Geologists call for global archive of rock samples

Column:NEWS Time:2020-05-27
Geologists around the world are pushing for a standardised approach towards sample archiving to improve knowledge about our planet’s ancient past.

Geologists around the world are pushing for a standardised approach towards sample archiving to improve knowledge about our planet’s ancient past.

Geologists from Australia, the United States and China have advocated for global access of rock samples for geologists across the globe after publishing their proposal in an article for the Nature journal.

The article states that providing geologists with the same rock samples — rather than answering the same research question using a similar rock from a different location — would allow for more accurate studies.

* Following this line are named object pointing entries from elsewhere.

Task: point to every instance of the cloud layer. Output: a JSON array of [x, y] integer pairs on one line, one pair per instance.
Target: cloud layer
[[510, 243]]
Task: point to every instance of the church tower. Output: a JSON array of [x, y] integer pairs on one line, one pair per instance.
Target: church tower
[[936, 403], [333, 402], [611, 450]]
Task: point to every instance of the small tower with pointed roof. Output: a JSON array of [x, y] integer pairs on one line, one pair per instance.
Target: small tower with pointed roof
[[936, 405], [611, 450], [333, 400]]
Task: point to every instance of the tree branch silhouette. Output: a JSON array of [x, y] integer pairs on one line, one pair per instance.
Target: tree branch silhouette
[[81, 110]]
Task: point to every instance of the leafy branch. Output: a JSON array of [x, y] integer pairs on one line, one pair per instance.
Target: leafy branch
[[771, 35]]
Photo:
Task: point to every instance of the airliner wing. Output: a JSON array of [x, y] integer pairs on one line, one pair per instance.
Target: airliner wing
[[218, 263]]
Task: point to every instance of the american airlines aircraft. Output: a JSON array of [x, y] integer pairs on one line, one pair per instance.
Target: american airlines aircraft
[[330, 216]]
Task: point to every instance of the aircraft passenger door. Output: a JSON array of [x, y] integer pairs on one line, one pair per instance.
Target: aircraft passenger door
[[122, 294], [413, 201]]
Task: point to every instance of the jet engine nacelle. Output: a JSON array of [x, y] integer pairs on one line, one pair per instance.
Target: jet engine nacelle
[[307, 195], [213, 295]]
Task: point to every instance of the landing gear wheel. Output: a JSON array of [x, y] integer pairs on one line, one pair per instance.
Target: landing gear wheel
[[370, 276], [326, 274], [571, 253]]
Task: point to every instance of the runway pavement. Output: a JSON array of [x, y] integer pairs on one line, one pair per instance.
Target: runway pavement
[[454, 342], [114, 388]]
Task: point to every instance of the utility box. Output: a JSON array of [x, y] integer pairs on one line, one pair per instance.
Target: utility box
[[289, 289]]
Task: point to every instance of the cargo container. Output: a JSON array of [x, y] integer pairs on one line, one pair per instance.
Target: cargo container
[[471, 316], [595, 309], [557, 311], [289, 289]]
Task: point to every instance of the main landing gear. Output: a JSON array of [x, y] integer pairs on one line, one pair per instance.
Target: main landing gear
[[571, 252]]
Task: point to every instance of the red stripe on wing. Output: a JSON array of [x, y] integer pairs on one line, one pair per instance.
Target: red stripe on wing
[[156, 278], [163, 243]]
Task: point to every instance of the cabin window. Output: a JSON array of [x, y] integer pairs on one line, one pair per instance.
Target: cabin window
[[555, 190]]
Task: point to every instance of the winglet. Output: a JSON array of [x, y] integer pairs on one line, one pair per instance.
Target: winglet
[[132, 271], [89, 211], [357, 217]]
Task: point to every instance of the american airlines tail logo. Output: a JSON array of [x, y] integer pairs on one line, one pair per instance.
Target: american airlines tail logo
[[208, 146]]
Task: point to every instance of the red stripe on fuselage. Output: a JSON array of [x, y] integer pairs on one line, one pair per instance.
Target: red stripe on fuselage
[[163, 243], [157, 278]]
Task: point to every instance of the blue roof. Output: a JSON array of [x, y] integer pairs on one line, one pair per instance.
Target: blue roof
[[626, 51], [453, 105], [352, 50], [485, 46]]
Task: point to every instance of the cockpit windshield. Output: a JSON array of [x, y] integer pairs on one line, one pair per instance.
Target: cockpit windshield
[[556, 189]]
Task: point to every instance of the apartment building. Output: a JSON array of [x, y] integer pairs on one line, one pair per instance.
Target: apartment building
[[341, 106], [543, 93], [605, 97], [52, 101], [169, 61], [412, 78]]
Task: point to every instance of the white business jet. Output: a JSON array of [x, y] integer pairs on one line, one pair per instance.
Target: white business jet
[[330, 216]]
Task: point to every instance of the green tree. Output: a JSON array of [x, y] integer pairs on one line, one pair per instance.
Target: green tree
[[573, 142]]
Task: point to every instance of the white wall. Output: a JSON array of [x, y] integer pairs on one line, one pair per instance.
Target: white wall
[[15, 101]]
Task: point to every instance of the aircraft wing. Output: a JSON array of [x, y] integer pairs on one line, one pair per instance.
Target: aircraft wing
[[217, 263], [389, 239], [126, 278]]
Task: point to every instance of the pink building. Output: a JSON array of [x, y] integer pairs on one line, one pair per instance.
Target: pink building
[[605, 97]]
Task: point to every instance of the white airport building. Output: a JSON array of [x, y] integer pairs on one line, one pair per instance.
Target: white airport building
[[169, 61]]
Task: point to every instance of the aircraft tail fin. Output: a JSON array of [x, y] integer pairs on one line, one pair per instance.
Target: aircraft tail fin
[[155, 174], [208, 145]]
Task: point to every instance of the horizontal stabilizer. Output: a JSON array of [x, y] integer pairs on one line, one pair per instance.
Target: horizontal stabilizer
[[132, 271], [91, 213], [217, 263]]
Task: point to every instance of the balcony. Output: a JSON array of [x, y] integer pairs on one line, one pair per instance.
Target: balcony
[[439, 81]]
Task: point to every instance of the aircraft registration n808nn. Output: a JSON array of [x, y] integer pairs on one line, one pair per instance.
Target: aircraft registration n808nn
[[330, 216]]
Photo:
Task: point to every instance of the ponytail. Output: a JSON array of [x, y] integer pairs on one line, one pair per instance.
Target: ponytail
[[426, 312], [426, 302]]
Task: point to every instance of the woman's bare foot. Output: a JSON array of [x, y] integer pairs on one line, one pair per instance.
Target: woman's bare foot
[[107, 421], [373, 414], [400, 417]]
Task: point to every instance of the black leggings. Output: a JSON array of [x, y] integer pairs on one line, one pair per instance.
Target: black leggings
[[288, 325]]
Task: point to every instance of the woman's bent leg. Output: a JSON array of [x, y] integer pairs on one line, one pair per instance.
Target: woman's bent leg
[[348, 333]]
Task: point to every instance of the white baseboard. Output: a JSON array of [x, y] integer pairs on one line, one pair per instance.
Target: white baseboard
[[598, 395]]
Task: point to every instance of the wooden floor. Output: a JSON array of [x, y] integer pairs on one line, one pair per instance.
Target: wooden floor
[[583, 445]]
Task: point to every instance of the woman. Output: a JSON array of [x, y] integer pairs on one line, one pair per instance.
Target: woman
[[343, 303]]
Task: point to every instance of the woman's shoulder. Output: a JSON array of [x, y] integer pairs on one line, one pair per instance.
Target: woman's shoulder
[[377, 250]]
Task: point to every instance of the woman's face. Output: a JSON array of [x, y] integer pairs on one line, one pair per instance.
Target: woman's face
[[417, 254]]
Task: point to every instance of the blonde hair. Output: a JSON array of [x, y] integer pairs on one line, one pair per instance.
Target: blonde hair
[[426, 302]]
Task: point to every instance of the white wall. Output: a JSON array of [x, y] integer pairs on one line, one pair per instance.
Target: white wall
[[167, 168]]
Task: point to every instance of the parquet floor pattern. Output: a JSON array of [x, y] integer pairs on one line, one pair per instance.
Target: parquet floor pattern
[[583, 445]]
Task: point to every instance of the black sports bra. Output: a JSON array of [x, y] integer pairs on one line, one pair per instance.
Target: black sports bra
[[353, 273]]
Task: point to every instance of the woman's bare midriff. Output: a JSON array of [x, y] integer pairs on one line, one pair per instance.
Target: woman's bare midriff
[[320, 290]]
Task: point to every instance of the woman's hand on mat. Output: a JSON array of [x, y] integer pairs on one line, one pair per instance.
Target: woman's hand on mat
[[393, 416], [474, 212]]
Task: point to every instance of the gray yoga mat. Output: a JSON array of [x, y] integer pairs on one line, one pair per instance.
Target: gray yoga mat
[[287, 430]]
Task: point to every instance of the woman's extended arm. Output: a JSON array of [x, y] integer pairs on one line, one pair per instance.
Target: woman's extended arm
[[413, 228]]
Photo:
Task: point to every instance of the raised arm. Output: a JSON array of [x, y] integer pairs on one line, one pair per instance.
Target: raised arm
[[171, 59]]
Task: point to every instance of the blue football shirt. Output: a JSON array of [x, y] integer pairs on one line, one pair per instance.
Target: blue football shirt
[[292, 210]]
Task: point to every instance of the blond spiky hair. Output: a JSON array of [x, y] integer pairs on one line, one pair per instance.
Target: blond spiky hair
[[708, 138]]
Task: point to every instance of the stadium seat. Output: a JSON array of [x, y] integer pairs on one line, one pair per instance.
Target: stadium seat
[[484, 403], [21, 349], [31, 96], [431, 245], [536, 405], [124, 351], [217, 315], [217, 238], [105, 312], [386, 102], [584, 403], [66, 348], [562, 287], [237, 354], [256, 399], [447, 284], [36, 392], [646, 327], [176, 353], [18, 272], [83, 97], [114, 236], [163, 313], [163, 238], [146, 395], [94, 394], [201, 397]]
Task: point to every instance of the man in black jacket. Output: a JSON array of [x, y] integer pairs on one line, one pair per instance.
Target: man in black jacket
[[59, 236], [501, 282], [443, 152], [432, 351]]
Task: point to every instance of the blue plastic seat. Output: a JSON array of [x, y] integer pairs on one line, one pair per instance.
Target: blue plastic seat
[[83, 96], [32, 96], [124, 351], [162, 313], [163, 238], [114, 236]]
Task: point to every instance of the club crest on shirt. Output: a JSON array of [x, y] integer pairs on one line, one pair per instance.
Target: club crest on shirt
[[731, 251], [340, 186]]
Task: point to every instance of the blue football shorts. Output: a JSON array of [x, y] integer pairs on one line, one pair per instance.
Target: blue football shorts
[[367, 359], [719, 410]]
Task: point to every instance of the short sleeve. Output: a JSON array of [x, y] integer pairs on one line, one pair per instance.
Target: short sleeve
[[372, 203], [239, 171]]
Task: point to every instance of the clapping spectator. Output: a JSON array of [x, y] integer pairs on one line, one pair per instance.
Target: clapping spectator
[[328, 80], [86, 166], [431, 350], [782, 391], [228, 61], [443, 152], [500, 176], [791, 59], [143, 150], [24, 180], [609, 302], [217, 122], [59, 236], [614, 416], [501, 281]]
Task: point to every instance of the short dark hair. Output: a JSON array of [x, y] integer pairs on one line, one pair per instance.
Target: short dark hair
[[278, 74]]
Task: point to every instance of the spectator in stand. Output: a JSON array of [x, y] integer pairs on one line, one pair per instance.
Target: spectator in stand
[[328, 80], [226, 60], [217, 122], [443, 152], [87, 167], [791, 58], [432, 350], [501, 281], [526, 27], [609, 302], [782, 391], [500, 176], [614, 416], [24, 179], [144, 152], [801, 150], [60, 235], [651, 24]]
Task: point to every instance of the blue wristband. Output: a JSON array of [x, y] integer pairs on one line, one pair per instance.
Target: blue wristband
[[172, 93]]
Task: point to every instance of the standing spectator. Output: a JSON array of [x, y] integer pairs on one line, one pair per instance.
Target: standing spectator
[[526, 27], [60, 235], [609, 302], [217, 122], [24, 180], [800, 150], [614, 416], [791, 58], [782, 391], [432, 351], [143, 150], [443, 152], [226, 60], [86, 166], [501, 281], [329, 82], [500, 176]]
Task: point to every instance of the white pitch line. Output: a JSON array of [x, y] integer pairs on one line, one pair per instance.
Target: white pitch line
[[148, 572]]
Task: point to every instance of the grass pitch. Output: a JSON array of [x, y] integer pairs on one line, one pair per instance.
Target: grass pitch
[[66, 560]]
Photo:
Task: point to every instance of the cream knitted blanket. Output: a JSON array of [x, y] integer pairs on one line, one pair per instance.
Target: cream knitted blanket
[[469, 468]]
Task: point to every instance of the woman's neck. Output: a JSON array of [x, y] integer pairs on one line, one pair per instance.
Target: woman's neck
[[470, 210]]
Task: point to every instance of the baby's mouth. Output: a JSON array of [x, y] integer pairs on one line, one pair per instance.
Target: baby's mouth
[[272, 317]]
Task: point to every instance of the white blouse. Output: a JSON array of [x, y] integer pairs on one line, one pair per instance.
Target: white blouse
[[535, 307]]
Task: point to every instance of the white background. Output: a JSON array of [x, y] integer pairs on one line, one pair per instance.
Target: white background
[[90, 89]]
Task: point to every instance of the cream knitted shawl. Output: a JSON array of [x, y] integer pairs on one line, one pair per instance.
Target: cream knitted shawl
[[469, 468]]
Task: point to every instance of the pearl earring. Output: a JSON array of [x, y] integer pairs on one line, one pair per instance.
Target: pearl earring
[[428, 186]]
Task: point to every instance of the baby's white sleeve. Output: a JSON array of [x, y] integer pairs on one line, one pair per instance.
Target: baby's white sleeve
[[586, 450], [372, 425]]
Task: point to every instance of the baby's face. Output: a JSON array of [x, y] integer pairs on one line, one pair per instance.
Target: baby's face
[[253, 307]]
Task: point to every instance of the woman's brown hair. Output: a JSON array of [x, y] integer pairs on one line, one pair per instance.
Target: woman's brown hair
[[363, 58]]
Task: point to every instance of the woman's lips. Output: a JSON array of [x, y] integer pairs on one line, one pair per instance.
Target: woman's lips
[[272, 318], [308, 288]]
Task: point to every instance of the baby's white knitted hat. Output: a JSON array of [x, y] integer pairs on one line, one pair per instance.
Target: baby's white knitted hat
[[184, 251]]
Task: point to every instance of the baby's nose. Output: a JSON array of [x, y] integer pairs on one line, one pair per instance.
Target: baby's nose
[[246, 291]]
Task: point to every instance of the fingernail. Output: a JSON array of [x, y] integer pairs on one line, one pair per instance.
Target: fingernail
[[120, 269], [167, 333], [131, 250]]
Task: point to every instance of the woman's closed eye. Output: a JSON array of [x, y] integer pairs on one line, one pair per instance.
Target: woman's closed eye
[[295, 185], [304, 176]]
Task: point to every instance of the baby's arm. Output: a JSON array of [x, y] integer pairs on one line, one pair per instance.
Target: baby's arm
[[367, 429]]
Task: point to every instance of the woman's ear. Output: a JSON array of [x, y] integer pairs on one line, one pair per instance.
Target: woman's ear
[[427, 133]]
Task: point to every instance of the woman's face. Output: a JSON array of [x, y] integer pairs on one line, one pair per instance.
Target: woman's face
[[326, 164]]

“Rock samples that are used to tackle the same research question are often collected from different places, where the rocks were deposited at various times and in vastly different environments,” the authors, including Ashleigh Hood, a sedimentology lecturer at the University of Melbourne, write. “This can result in completely distinct answers.”

The group of geologists also seek to bring awareness to the “reproducibility crisis” that can cause contradictions between new and old studies when they are replicated. This includes variation to geography, when the same types of sediment are collected in different environments.

“Mercury enrichments in sediments are used as a tracer of large episodes of volcanic activity and their links to mass extinction events,” the article states. “However, mercury enrichments can also result from wildfires or from local depositional conditions that lead to heavy metal uptake by sedimentary organic matter.”

Other impacting factors include temperature or oxygen fluctuations in the same types of rocks, how the rock samples have been prepared (eg the method of crushing) and contamination.

Commenting on the latter, the geologists state that:

As sediments become rocks, they undergo many processes that can alter the geochemical signals of where and how they formed. Sediments laid down on sea floors or lake bottoms can experience changes in water level or salinity, for example if they are flushed with meltwater.

This, according to the article, is why geologists and people in related fields should be sharing the same samples through “standardised archival policies” guidelines such as natural history organisations archiving geological samples.

“All best practices must rest on a shared commitment — to ensure that scientific data are not divorced from scientific samples,” the authors argue.